Customer Data Analysis: Uncovering Top Products, Average Revenue, and Last Transactions per Customer

Finding Top Product, Average Revenue, and Last Transaction per Customer

Overview

In this article, we will explore a problem where we need to analyze customer data to determine their top product(s), average revenue, and most recent transaction date. We will use Python with the Pandas library to handle and process the data.

Customer Data Definition

A customer is defined by their mobileNumber. The dataset contains information about each customer’s purchase history, including the item purchased, net revenue, and transaction date.

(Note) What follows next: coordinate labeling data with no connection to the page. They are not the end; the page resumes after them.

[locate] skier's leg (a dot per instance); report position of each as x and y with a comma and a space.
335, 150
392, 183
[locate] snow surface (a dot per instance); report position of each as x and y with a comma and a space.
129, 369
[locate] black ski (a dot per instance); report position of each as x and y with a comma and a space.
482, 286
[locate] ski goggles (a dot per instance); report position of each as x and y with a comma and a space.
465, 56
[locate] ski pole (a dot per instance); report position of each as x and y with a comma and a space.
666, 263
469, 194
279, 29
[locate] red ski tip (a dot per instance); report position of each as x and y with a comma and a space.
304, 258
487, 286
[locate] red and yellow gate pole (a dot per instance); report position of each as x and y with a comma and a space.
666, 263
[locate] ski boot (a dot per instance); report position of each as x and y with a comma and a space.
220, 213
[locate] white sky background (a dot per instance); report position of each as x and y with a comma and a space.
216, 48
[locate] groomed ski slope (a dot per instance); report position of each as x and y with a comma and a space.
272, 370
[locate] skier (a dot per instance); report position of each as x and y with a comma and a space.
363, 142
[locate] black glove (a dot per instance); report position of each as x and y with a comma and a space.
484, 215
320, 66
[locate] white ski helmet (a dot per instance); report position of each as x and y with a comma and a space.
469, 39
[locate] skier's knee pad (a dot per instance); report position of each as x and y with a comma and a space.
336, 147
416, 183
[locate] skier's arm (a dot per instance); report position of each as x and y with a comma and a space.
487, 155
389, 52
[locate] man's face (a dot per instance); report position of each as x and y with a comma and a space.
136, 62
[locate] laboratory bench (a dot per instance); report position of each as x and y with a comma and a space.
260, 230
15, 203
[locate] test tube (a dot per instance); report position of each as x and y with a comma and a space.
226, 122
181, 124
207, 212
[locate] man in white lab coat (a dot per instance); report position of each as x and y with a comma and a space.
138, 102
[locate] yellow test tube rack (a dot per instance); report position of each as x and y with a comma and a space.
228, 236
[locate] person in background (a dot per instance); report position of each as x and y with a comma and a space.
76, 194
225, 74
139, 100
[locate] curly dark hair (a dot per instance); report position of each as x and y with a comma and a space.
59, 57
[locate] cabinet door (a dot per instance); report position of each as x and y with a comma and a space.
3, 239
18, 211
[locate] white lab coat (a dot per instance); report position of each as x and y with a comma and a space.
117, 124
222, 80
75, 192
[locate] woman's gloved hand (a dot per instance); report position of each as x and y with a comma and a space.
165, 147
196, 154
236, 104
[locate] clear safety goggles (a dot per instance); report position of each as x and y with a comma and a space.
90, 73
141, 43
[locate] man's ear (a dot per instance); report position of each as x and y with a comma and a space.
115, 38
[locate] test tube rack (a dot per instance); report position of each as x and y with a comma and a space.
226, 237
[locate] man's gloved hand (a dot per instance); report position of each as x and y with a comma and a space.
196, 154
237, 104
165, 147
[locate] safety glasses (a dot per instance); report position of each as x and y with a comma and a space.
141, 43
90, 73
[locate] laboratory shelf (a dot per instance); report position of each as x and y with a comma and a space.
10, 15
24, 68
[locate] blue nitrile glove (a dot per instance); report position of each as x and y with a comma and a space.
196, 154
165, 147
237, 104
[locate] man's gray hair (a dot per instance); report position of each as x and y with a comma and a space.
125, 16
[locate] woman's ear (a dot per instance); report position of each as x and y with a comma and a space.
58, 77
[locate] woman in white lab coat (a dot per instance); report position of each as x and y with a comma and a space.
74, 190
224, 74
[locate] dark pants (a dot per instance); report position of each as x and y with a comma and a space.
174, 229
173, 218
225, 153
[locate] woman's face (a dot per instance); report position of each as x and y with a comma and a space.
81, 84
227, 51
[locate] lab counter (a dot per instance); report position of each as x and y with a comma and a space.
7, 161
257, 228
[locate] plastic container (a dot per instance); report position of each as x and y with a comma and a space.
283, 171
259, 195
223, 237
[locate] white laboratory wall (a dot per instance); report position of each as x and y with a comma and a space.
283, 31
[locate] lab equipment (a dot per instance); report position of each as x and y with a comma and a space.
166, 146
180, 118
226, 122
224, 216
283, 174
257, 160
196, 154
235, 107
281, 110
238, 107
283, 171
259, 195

Data Analysis Requirements

The problem requires us to perform the following analysis:

  1. Find the top product(s) for each customer, where the preferred item is defined as the one bought in the greatest quantity. In case of a tie, we want to break ties based on highest revenue. If both are equal, we get all items.
  2. Calculate the average revenue per customer.
  3. Determine the most recent transaction date per customer.

Code Implementation

We will implement these requirements using Python with the Pandas library.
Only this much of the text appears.